Factorial ANOVA Overview

  • Factorial ANOVA allows for investigation of effects of multiple independent variables (IVs) on a dependent variable (DV).
  • Differences from one-way ANOVA:
    • One-way ANOVA considers one IV with multiple levels.
    • Factorial ANOVA examines two or more IVs, leading to a more complex analysis.

Key Concepts of Factorial ANOVA

  • Analysis Structure:
    • Assess relationships between variables and differences between groups.
    • Determine whether the same participants are tested and how many groups/factors are involved.
  • Factorial Design Notation:
    • Notation indicates the number of factors and their levels.
    • Example notations:
    • 2 x 2 (two factors, each with two levels)
    • 2 x 3 (two factors, one with two levels and one with three levels)
  • Calculating Conditions:
    • Total conditions = product of the levels of each factor.
    • Example: 2 x 2 results in 4 conditions; 2 x 3 results in 6 conditions.

Factorial Design Examples

  • Testosterone and Aggression Study:

    • Grouping participants by age (young vs. old) and treatment (testosterone vs. placebo).
    • Denoted as 2 x 2 (two factors, each with two levels).
  • Cognitive Mapping Study Example:

    • Factors: compass usage (2 levels) and location distance (3 levels).
    • Design notation is 2 x 3.

Main Effects and Interactions

  • Main Effects:
    • The overall effect of each IV while ignoring other factors.
  • Interactions:
    • When the effect of one IV depends on another IV.
    • Found by calculating differences within rows/columns in the data.

Data Analysis through Factorial ANOVA

  • Calculate row and column means across other variables to understand general trends, not for significance testing.

  • Example Tables for Weight Loss Data:

    • Mean weight decreases by age and exercise type.
    • Older adults generally lost more weight than younger adults.
  • ANOVA Testing: Use significance testing to confirm if main effects or interactions observed are statistically significant.

Important Statistical Elements

  • Example of statistical notation:
    • F(1,16) = 248.55, p < .001
    • Significance tests divide variance into sources and provide p-values for each.
  • Writing up ANOVA results:
    • Clearly state main effects and interactions with proper statistical values.

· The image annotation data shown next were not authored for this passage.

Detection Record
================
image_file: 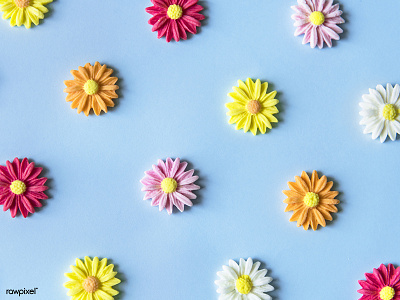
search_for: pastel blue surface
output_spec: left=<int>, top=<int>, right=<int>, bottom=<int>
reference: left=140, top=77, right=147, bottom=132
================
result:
left=0, top=0, right=400, bottom=300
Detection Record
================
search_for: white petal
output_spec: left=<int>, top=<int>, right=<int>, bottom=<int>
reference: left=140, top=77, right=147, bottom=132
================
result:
left=229, top=259, right=240, bottom=276
left=379, top=120, right=388, bottom=143
left=253, top=277, right=272, bottom=286
left=372, top=120, right=385, bottom=140
left=222, top=266, right=238, bottom=280
left=369, top=89, right=385, bottom=104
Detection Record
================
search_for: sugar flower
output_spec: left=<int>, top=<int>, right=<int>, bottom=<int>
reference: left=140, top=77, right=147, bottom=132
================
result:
left=360, top=83, right=400, bottom=143
left=358, top=264, right=400, bottom=300
left=64, top=256, right=121, bottom=300
left=226, top=78, right=279, bottom=135
left=0, top=0, right=53, bottom=28
left=146, top=0, right=204, bottom=43
left=64, top=62, right=119, bottom=116
left=292, top=0, right=344, bottom=49
left=215, top=258, right=274, bottom=300
left=0, top=158, right=48, bottom=218
left=140, top=158, right=200, bottom=214
left=283, top=170, right=340, bottom=230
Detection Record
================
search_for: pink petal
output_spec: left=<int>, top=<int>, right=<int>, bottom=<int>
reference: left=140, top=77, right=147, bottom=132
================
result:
left=174, top=192, right=193, bottom=206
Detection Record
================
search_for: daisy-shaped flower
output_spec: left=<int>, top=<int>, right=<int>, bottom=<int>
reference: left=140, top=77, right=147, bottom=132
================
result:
left=292, top=0, right=344, bottom=49
left=0, top=0, right=53, bottom=28
left=146, top=0, right=204, bottom=43
left=226, top=78, right=279, bottom=135
left=358, top=264, right=400, bottom=300
left=0, top=158, right=48, bottom=218
left=64, top=256, right=121, bottom=300
left=64, top=62, right=119, bottom=116
left=283, top=170, right=340, bottom=230
left=140, top=158, right=200, bottom=214
left=360, top=83, right=400, bottom=143
left=215, top=258, right=274, bottom=300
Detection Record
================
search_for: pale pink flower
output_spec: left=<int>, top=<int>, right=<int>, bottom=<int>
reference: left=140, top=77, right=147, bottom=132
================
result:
left=292, top=0, right=345, bottom=49
left=140, top=158, right=200, bottom=214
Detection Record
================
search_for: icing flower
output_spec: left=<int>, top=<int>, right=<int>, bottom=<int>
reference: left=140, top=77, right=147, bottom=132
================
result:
left=64, top=62, right=119, bottom=116
left=226, top=78, right=279, bottom=135
left=292, top=0, right=344, bottom=49
left=283, top=170, right=340, bottom=230
left=64, top=256, right=121, bottom=300
left=140, top=158, right=200, bottom=214
left=215, top=258, right=274, bottom=300
left=360, top=83, right=400, bottom=143
left=358, top=264, right=400, bottom=300
left=0, top=0, right=53, bottom=28
left=146, top=0, right=204, bottom=43
left=0, top=158, right=48, bottom=218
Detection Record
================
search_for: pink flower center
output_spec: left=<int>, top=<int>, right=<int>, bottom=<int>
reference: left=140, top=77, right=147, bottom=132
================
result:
left=14, top=0, right=31, bottom=8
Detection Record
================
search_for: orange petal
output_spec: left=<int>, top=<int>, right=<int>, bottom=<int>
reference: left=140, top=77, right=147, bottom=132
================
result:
left=314, top=175, right=327, bottom=193
left=301, top=171, right=311, bottom=191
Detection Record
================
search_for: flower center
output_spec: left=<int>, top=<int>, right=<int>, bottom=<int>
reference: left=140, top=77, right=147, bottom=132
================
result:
left=379, top=286, right=395, bottom=300
left=161, top=177, right=178, bottom=194
left=382, top=104, right=398, bottom=121
left=167, top=4, right=183, bottom=20
left=14, top=0, right=31, bottom=8
left=310, top=11, right=325, bottom=26
left=236, top=275, right=253, bottom=295
left=83, top=79, right=99, bottom=95
left=303, top=192, right=319, bottom=207
left=82, top=276, right=100, bottom=293
left=10, top=180, right=26, bottom=195
left=246, top=100, right=261, bottom=115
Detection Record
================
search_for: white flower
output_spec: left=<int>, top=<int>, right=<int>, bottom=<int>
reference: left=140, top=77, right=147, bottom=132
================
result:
left=360, top=83, right=400, bottom=143
left=215, top=258, right=274, bottom=300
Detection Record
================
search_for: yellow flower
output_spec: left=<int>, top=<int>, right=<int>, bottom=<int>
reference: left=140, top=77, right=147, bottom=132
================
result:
left=0, top=0, right=53, bottom=28
left=226, top=78, right=279, bottom=135
left=64, top=61, right=119, bottom=116
left=64, top=256, right=121, bottom=300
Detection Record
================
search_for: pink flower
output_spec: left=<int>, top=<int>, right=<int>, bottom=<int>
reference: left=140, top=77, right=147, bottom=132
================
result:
left=0, top=158, right=48, bottom=218
left=140, top=158, right=200, bottom=214
left=358, top=264, right=400, bottom=300
left=292, top=0, right=344, bottom=49
left=146, top=0, right=204, bottom=43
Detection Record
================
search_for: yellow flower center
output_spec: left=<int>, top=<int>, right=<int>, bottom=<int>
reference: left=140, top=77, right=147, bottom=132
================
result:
left=236, top=275, right=253, bottom=295
left=310, top=11, right=325, bottom=26
left=382, top=104, right=398, bottom=121
left=161, top=177, right=178, bottom=194
left=82, top=276, right=100, bottom=293
left=303, top=192, right=319, bottom=207
left=83, top=79, right=99, bottom=95
left=246, top=100, right=261, bottom=115
left=14, top=0, right=31, bottom=8
left=167, top=4, right=183, bottom=20
left=10, top=180, right=26, bottom=195
left=379, top=286, right=395, bottom=300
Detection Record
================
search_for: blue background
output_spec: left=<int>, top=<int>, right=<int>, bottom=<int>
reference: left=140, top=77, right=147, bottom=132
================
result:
left=0, top=0, right=400, bottom=300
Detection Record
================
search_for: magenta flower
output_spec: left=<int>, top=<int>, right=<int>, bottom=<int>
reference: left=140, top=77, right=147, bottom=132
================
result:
left=358, top=264, right=400, bottom=300
left=140, top=158, right=200, bottom=214
left=292, top=0, right=344, bottom=49
left=146, top=0, right=204, bottom=43
left=0, top=158, right=48, bottom=218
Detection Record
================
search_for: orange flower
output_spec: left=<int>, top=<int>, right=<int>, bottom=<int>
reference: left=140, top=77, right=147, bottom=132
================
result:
left=283, top=170, right=340, bottom=230
left=64, top=62, right=119, bottom=116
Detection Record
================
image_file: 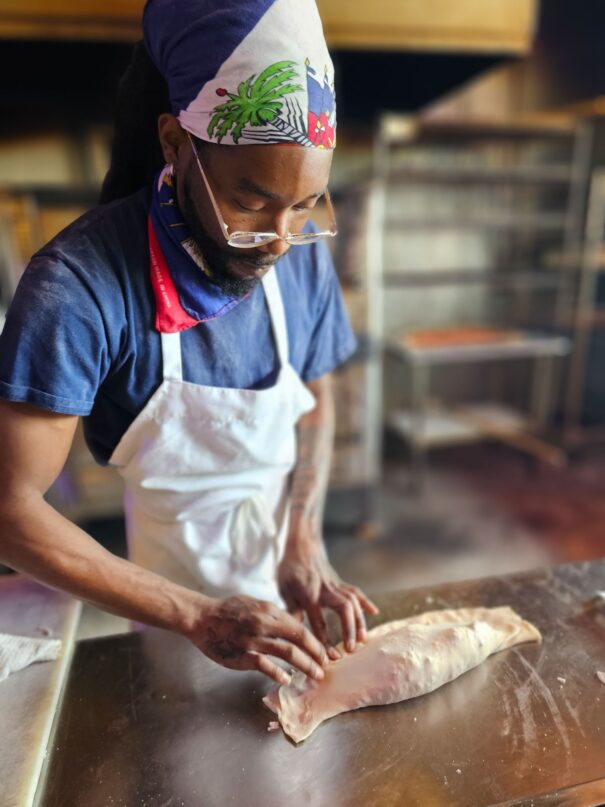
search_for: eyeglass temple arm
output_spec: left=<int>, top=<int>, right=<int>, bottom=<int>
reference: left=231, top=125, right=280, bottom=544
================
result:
left=186, top=132, right=229, bottom=241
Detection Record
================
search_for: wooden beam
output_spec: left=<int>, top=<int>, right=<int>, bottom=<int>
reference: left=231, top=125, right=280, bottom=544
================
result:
left=0, top=0, right=538, bottom=54
left=317, top=0, right=538, bottom=54
left=0, top=0, right=145, bottom=42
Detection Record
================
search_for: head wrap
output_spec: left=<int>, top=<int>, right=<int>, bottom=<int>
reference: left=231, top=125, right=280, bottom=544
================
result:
left=143, top=0, right=336, bottom=148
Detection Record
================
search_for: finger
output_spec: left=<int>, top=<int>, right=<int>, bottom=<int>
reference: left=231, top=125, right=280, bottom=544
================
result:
left=348, top=586, right=380, bottom=616
left=347, top=591, right=368, bottom=642
left=307, top=605, right=330, bottom=647
left=241, top=652, right=290, bottom=684
left=254, top=639, right=324, bottom=681
left=330, top=591, right=357, bottom=653
left=272, top=614, right=328, bottom=667
left=307, top=605, right=341, bottom=661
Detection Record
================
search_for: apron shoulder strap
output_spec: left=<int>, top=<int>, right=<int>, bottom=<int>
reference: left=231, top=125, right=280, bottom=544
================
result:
left=160, top=332, right=183, bottom=381
left=262, top=267, right=290, bottom=367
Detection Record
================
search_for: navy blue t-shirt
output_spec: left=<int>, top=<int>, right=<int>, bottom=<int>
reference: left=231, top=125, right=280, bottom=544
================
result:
left=0, top=189, right=355, bottom=463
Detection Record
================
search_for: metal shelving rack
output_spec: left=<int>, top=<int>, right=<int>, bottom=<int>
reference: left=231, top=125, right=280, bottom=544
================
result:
left=374, top=115, right=592, bottom=482
left=555, top=168, right=605, bottom=441
left=327, top=174, right=382, bottom=538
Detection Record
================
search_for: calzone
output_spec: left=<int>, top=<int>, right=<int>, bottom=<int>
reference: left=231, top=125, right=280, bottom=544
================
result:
left=263, top=607, right=541, bottom=743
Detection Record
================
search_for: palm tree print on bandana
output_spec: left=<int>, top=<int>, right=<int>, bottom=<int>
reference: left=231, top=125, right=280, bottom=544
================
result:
left=208, top=59, right=336, bottom=149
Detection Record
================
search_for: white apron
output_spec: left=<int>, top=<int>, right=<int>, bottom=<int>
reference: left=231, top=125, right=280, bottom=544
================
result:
left=109, top=269, right=315, bottom=605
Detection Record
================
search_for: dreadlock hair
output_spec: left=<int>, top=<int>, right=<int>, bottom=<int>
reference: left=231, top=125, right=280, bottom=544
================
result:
left=99, top=40, right=171, bottom=204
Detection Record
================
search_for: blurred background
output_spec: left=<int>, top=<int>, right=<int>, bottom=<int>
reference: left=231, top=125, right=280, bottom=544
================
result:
left=0, top=0, right=605, bottom=632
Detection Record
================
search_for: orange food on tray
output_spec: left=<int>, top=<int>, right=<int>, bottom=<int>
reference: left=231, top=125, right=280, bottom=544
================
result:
left=401, top=325, right=521, bottom=348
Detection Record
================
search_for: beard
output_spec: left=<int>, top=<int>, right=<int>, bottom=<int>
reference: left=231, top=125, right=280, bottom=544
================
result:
left=177, top=174, right=277, bottom=298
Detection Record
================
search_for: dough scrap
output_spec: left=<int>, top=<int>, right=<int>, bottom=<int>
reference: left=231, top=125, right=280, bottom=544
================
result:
left=263, top=607, right=542, bottom=743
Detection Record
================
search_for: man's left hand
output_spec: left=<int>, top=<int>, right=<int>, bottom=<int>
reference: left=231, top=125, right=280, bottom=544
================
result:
left=277, top=542, right=378, bottom=659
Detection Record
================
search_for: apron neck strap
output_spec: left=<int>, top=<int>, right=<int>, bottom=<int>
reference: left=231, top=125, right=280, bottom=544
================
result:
left=160, top=331, right=183, bottom=381
left=261, top=267, right=290, bottom=367
left=160, top=268, right=289, bottom=381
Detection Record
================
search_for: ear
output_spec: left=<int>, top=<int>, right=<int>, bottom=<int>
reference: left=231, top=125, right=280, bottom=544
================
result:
left=158, top=112, right=185, bottom=163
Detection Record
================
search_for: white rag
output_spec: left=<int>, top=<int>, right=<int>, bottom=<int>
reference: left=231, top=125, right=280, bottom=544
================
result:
left=0, top=633, right=62, bottom=681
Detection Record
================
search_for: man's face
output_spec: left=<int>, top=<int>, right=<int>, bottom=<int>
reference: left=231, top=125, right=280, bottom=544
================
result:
left=175, top=138, right=332, bottom=296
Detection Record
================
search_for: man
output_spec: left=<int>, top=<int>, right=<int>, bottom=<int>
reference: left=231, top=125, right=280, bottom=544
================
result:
left=0, top=0, right=376, bottom=682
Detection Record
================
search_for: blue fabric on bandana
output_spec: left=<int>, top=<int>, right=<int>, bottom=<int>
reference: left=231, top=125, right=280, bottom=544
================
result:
left=150, top=169, right=246, bottom=322
left=143, top=0, right=336, bottom=149
left=143, top=0, right=275, bottom=116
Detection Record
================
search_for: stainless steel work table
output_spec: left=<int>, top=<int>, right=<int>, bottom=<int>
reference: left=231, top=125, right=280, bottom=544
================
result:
left=41, top=561, right=605, bottom=807
left=0, top=575, right=80, bottom=807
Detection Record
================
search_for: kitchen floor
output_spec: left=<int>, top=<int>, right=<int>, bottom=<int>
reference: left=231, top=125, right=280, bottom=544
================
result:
left=78, top=445, right=605, bottom=638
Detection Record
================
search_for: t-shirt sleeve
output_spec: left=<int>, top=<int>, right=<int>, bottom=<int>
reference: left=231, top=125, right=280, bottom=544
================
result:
left=301, top=241, right=357, bottom=381
left=0, top=253, right=109, bottom=415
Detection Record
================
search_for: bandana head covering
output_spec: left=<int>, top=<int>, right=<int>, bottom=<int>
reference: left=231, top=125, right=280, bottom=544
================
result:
left=143, top=0, right=336, bottom=149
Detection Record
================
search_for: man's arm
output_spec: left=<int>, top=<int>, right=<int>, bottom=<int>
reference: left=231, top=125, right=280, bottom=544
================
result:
left=0, top=401, right=325, bottom=683
left=278, top=374, right=378, bottom=658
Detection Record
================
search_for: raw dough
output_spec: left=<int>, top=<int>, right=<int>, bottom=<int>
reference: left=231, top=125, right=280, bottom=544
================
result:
left=263, top=607, right=541, bottom=743
left=0, top=633, right=61, bottom=681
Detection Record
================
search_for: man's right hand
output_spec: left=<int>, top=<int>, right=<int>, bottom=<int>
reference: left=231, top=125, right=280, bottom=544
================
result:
left=189, top=596, right=328, bottom=684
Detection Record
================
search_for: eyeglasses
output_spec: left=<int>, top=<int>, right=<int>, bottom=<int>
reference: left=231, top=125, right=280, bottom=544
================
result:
left=187, top=132, right=338, bottom=249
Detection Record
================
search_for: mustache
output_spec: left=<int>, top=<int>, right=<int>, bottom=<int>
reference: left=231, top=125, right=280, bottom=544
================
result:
left=229, top=252, right=277, bottom=269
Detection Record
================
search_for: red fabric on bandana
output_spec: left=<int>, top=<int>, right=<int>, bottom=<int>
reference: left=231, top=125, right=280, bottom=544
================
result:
left=147, top=216, right=199, bottom=333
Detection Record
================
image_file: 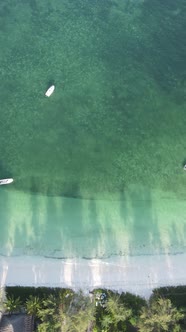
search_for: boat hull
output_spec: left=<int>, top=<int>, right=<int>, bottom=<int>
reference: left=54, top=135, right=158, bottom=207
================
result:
left=0, top=178, right=14, bottom=186
left=45, top=85, right=55, bottom=97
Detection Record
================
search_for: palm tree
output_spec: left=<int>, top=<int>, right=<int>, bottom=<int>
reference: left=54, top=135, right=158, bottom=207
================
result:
left=137, top=298, right=184, bottom=332
left=4, top=296, right=22, bottom=315
left=26, top=295, right=41, bottom=317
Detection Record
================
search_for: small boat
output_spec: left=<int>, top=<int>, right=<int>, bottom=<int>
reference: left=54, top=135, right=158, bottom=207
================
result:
left=0, top=178, right=14, bottom=186
left=45, top=85, right=55, bottom=97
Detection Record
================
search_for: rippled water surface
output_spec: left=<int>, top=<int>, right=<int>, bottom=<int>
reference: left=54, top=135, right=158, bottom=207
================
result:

Conclusion and Significance Testing

  • Ensure clear interpretations are made based on statistical results, especially focusing on significant effects.
  • Consider correlations as an added measurement of relationship dynamics in factorial designs, distinguishing from causal relationships.

Correlation Basics

  • Correlation Coefficient (r):
    • Single number indicating the strength and direction of a relationship between two continuous variables.
    • Ranges from -1 (perfect negative) to 1 (perfect positive); 0 indicates no relationship.
  • To test significance of correlation:
    • Hypothesize null (H0: r = 0) and alternative (H1: r ≠ 0) hypotheses, with critical values determined by sample size.